Officials of China’s national pension fund said that a decision on investing in the stock market would be delayed for up to a year, South China Morning Post said. The results of a planned study into how to allow fund managers to handle the money would first have to be completed, and that would take at least three to four months. The vice-chairman of the National Council for Social Security Fund told the newspaper that money from the fund would not be invested in shares until there was a ‘bright prospect’ of good returns. The fund currently has about US$10bn in assets, most of it in low-yielding bank deposits and government bonds.

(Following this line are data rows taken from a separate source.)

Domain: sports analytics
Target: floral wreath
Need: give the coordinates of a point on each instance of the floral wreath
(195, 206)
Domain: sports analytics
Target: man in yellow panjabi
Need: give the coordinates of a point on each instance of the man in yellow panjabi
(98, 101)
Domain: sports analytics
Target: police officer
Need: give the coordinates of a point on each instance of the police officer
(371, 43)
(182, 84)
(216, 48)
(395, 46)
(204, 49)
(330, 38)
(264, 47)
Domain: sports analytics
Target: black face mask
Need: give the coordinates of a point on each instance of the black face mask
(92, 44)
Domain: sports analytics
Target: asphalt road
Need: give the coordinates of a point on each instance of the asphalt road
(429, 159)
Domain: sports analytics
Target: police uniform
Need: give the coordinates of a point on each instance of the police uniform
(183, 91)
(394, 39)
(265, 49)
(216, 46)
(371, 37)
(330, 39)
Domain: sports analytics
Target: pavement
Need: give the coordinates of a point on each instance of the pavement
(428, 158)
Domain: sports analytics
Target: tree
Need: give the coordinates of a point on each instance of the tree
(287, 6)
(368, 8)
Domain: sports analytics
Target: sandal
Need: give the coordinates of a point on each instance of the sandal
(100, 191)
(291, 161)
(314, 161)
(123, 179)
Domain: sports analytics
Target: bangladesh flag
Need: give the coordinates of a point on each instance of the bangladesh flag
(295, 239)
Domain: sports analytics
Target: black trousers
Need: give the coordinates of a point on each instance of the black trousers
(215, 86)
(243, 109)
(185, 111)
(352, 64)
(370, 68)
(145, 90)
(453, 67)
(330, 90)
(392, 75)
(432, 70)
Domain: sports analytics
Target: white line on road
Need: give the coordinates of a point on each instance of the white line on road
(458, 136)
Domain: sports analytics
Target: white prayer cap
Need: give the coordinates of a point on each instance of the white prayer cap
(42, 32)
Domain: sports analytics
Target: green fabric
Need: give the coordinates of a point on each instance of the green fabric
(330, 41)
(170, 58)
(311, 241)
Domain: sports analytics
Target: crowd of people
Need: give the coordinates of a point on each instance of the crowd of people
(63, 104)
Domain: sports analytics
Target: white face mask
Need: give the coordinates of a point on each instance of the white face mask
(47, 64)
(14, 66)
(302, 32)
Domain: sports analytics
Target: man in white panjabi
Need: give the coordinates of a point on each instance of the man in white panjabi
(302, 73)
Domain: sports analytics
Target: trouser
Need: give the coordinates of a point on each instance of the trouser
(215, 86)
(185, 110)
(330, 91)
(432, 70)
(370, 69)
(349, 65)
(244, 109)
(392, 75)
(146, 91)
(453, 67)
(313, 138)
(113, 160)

A report by international consultants McKinsey & Co estimates that pension funds under management will rise to US$150bn- 200bn by 2005, from around US$80bn today. Cotton imports set to rise
The smaller cotton harvest forecast for China this year is likely to trigger a rise in imports, Reuters reported. The National Bureau of Statistics said in March that planted acreage had fallen by 17.3 per cent from last year’s level to 3.98m hectares, and based on this decline, the Cotton and Jute Bureau estimated a cotton harvest of 4.7m tonnes this year, down from last year’s 5.3m tones. The bureau’s director, Shi Jianwei, said that he expected China’s imports to rise to 200,000 tonnes this year, up from just 20,000 tonnes in 2001. Imports would be encouraged by China’s commitment to allow up to 818,500 tonnes of cotton to be imported at a tariff of 1 per cent starting from this year.